O Grupo Transas do Corpo, criado na cidade de Goiânia em 1987,  desenvolve pesquisas e atividades educativas de formação que visam disseminar e fortalecer a luta das mulheres por cidadania, igualdade e justiça.
 
Com apoio do Fundo Fale Sem Medo, o grupo promoveu o curso “Tramas & Redes: feminismos pelo fim da violência contra as mulheres”, uma iniciativa que forneceu formação feminista com foco em violência doméstica para cem mulheres. As beneficiárias formaram um grupo muito heterogêneo: participaram mulheres de diferentes idades, classes sociais, raças/etnias, territórios, escolaridades e orientações sexuais.
 
 
"Nosso objetivo foi capacitar, na modalidade presencial e EAD, cem mulheres, a partir de abordagens teóricas e metodológicas consonantes com o feminismo, oferecendo ferramentas didáticas que permitam a replicação dos conhecimentos adquiridos em contextos diversos – sala de aula, comunidades, associações, universidades, etc", conta Carolina Santos, responsável pelo projeto.
 
No fim do curso, as participantes se organizaram em grupos e desenvolveram produtos finais diversos a partir dos conhecimentos adquiridos: artigos, peças teatrais, vídeos, músicas, dentre outros.  Fechando com chave de ouro, uma Mostra de Artes Feministas reuniu as ações artísticas produzidas pelas participantes.
 
Ludmyla Marques gostou tanto das atividades que pretende continuar as ações com o coletivo que criou no curso: "O curso foi muito bacana para mim. Foi minha primeira experiência com uma formação feminista e foram três meses de muito aprendizado. E foi muito interessante, nesse debate sobre a violência contra a mulher, a gente entender como as nossas histórias se encontram, de uma maneira ou outra. E como é possível estarmos juntas para criar estratégias de transformação dessa realidade. Nós nos dividimos em grupos e cada grupo propôs um trabalho para discutir a violência contra a mulher. O meu grupo escolheu como temática a violência velada. Então nós montamos um coletivo chamado Assistência Feminina e fomos para as ruas.

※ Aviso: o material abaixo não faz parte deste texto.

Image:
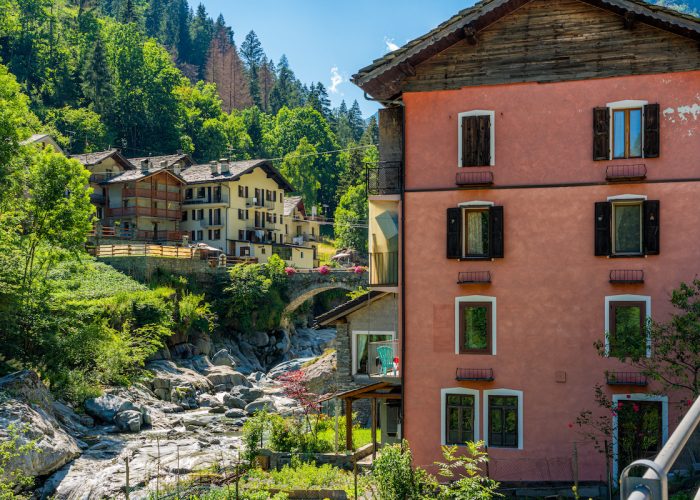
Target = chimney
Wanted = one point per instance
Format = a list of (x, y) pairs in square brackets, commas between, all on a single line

Primeiro nós construímos um fanzine informativo sobre o tema, depois também produzimos poemas e nossa amiga Flávia Carolina fez uma música que se chama "Sai pra lá, Zé!". Nós levamos essa intervenção para a rua, para o terminal rodoviário, para dentro do ônibus que corta a cidade, para a universidade. A receptividade foi muito bacana: o pessoal gostou bastante e houve muita troca. E o processo de finalização está sendo muito gostos: o trabalho que fizemos com o Teatro das Oprimidas e todas as vivências foram muito gratificantes para mim e agora sim eu posso dizer que sou uma feminista, e vou continuar buscando informação. E gostamos também de fazer as intervenções urbanas que queremos continuar, mesmo com a finalização do curso."